We heard you: let's focus on substantive discussion

anon18632855 · September 24, 2024, 10:39pm

I hand-counted the votes in the spreadsheet immediately to the right of your screenshot, and double-checked by tallying the results from the working group reports for Llama 2, Pythia, OpenCV, and Bloom, double confirming that the results relied upon to make the recommendation to exclude training data were erroneous:

Model	Use	Study	Modify	Share	Total
Llama 2	0	2	1	0	3
Pythia	0	4	0	0	4
OpenCV	4	4	2	0	10
Bloom	2	5	3	1	11
Total	6	15	6	1	28

Furthermore, if you consolidate training and testing data (as is often the case), you’d pick up another 4 votes (DT, JL, JT, and RA), taking you into hard “Yes = Required (≥2μ votes)” territory.

For good measure I then combined and totaled the vote totals from the final reports to examine the votes by component and freedom:

I also applied the “pretty solid” statistics to see what that methodology would actually recommend (whether or not I agree with its validity — you can’t vote butter out of a pound cake and have it still function as a pound cake!):

Finally, I went back to the original raw voting data consolidated incomplete rows, flattened the votes to produce raw data, and analysed that data to create this heatmap:

As for calls for civility, here like at Wikipedia I’m careful to comment on content, not the contributor, and I have plenty of respect for those doing the work being led by @Mer . As a design thinking advocate I’m intrigued by the co-design process too.
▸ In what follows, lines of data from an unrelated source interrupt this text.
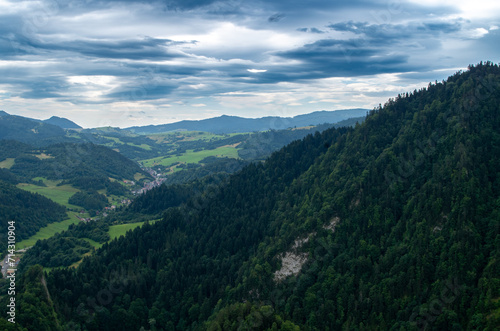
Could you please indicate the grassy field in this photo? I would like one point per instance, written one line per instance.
(48, 231)
(7, 163)
(115, 231)
(193, 157)
(59, 194)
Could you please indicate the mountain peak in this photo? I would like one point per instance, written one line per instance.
(62, 122)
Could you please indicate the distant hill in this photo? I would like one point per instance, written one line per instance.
(234, 124)
(62, 123)
(390, 225)
(29, 131)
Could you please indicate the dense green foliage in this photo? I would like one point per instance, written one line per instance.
(34, 301)
(396, 221)
(58, 251)
(71, 161)
(29, 211)
(91, 201)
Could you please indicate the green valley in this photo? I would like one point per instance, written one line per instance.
(391, 225)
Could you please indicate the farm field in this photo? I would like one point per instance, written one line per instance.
(48, 231)
(115, 231)
(7, 163)
(192, 157)
(59, 194)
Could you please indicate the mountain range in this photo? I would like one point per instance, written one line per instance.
(234, 124)
(389, 225)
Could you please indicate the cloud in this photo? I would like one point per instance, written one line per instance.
(310, 30)
(276, 18)
(101, 56)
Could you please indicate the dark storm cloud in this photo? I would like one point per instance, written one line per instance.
(310, 30)
(396, 31)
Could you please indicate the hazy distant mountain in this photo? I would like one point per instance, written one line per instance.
(33, 131)
(62, 122)
(233, 124)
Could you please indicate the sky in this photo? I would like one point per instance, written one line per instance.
(124, 63)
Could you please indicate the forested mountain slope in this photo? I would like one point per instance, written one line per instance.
(29, 211)
(393, 224)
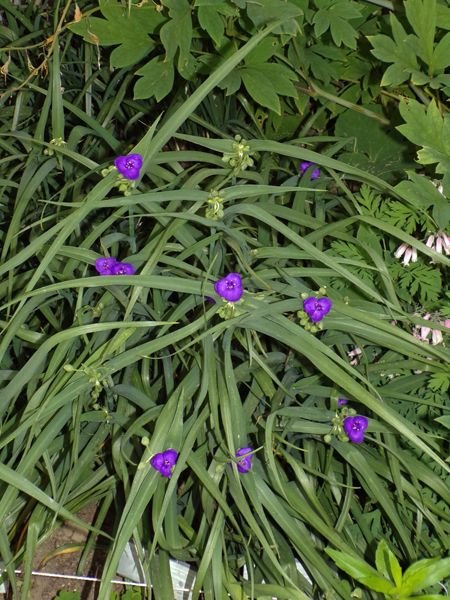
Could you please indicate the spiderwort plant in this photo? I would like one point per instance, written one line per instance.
(108, 265)
(244, 464)
(317, 308)
(165, 462)
(355, 428)
(230, 287)
(129, 166)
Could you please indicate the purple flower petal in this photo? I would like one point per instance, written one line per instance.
(164, 462)
(355, 428)
(123, 269)
(129, 166)
(244, 464)
(105, 264)
(230, 287)
(317, 308)
(305, 165)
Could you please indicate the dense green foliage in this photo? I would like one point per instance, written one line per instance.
(98, 373)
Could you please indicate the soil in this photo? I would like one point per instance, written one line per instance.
(60, 554)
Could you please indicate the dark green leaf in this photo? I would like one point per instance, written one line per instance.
(156, 79)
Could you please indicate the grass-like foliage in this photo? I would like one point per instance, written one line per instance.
(295, 437)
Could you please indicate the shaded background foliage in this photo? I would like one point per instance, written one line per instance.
(98, 374)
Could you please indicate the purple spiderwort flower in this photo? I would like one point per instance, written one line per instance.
(244, 465)
(230, 287)
(317, 308)
(355, 428)
(105, 264)
(123, 269)
(129, 166)
(305, 165)
(165, 462)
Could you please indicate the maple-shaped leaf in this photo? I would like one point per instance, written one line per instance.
(129, 28)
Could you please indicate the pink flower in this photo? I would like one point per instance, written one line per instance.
(408, 252)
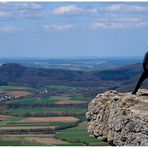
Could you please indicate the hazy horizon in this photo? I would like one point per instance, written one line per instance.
(73, 29)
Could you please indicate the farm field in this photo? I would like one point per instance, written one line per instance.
(37, 117)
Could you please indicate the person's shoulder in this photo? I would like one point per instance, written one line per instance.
(146, 53)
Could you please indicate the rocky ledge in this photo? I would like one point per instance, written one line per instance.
(119, 118)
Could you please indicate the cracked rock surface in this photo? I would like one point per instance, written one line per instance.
(119, 118)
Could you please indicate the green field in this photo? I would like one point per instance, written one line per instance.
(23, 111)
(67, 132)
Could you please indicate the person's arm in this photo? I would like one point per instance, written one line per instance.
(145, 60)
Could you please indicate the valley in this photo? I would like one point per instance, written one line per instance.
(41, 106)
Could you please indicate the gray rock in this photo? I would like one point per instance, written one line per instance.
(119, 118)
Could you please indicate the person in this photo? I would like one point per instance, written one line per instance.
(144, 74)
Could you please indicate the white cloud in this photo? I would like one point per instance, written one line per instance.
(58, 27)
(118, 25)
(124, 7)
(9, 29)
(70, 9)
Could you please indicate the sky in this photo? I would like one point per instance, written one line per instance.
(73, 29)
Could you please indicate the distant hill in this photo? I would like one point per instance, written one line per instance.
(122, 78)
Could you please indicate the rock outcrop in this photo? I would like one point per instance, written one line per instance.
(119, 118)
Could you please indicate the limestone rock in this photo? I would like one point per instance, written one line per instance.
(119, 118)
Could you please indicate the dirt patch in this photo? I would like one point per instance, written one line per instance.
(18, 93)
(70, 102)
(4, 117)
(48, 141)
(49, 119)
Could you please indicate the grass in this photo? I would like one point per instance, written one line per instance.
(22, 111)
(33, 101)
(11, 119)
(78, 135)
(39, 124)
(18, 143)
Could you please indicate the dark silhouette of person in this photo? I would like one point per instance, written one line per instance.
(144, 74)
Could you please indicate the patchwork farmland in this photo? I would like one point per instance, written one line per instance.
(34, 117)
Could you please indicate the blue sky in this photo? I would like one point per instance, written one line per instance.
(52, 29)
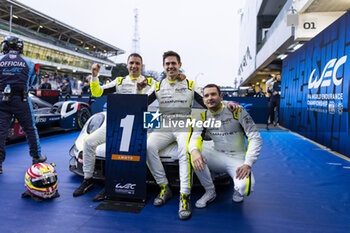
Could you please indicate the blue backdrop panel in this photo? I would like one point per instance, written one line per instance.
(126, 147)
(315, 88)
(257, 107)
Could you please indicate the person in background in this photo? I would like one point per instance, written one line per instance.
(45, 83)
(274, 99)
(86, 86)
(250, 91)
(260, 93)
(66, 88)
(16, 75)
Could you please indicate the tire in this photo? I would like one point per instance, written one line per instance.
(83, 116)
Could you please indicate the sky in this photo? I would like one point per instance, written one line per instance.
(204, 33)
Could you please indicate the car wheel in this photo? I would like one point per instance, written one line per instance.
(83, 116)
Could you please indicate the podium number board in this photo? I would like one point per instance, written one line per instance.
(126, 147)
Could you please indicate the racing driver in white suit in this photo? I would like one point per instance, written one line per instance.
(134, 83)
(175, 98)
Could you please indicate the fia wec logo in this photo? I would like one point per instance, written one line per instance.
(329, 73)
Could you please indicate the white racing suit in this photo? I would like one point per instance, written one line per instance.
(121, 85)
(175, 100)
(229, 151)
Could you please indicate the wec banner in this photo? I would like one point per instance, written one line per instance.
(126, 147)
(315, 88)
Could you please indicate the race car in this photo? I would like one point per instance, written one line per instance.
(65, 114)
(168, 157)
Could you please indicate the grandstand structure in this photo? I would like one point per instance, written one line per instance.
(270, 30)
(58, 48)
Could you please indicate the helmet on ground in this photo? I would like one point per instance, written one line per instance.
(12, 43)
(41, 180)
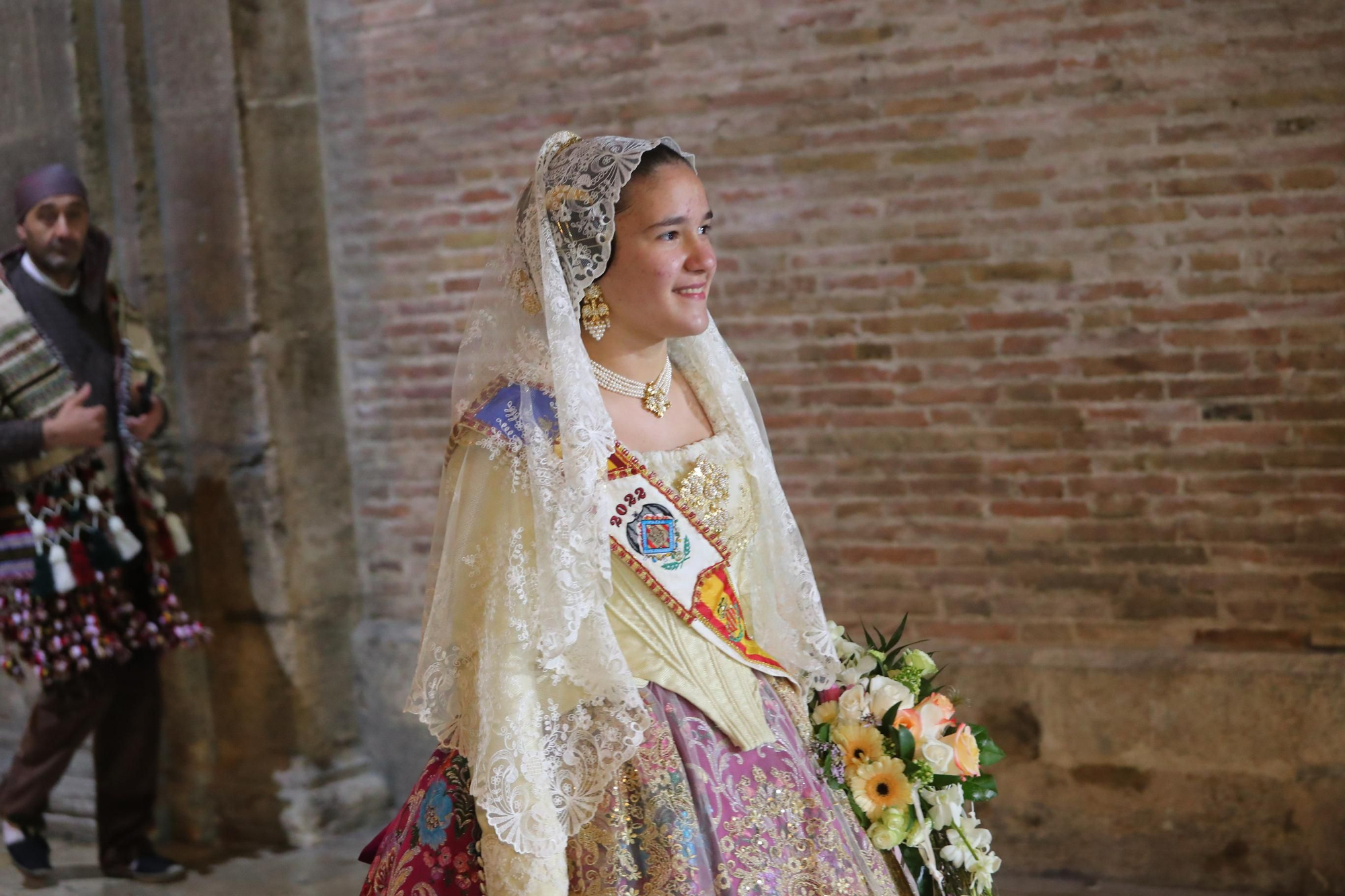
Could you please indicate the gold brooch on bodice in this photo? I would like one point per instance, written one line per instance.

I disagree with the results in part because they throw me and my Open Source AI project under the bus of the AI behemoths (who got a vote while we didn’t, which is like the fox guarding the henhouse), but also because voting is not an appropriate way to reach consensus on technical topics, so the technical question of what is actually required to practically protect the four freedoms remains open.

That said, the vote tallies from the final reports do actually support the inclusion of training data so I’ll respect those results provided you do too — given training, validation, and testing code scores lower but is required by the checklist, both training data sets and testing data sets should be as well. I look forward to seeing them added to the 0.0.10 draft.